Summary of state of antialiased lines in Datashader

Question

Summary of state of antialiased lines in Datashader

Opened this issue 9 months ago · 0 comments

This is a summary of the current state of antialiased lines in Datashader, and possible future changes.

Datashader supports antialiasing in all Canvas.line calls regardless of the type of data source, for all reductions except std and var, on CPU but not GPU, with and without Dask. There are some good examples of the output in issue #1148. Since then antialiased mean reduction has improved (#1300) so that the output now is better:

It is necessary to understand some of the implementation details to understand the limitations and impact of possible future changes. When using antialiasing, all aggregations are floating point as this is necessary to support the fractional antialiased edge. For example, a non-antialiased count reduction using uint32 whereas an antialiased count reduction uses float32.
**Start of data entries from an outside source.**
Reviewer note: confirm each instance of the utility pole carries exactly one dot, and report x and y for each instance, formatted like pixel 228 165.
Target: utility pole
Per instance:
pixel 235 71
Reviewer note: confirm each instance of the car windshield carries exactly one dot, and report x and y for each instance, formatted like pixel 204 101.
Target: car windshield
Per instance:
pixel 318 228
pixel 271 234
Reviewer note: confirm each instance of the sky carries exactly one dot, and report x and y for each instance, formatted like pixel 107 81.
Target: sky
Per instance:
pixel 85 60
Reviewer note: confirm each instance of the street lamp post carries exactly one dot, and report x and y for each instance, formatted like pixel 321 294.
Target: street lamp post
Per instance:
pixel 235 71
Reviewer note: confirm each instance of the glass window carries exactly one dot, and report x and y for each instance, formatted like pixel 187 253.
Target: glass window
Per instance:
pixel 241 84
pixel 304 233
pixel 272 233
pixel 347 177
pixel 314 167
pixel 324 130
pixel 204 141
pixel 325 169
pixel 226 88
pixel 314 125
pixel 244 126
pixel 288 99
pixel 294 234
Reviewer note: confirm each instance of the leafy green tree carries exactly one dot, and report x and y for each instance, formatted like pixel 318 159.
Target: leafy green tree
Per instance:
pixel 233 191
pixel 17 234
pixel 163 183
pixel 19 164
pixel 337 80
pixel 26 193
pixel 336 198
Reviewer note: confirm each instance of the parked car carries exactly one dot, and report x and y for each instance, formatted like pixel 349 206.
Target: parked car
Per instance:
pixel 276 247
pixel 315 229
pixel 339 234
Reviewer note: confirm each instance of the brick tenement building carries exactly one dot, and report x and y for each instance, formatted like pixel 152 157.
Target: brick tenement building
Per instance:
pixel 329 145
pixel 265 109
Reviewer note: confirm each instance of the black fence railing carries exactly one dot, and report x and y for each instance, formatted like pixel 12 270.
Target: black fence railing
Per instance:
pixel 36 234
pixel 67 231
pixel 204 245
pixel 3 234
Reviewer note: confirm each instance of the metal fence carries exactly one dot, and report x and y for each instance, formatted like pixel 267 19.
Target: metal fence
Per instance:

Some reductions can be calculated in a single pass, just like non-antialiased reductions, but some need two passes. This is referred to internally as the "2nd stage aggregation". This can have a large performance impact but is necessary to produce accurate results. This is closely related to the concept of self-intersection, and indeed there are some reductions (count and sum) which have a self_intersect boolean kwarg to control whether self-intersection should be considered or ignored.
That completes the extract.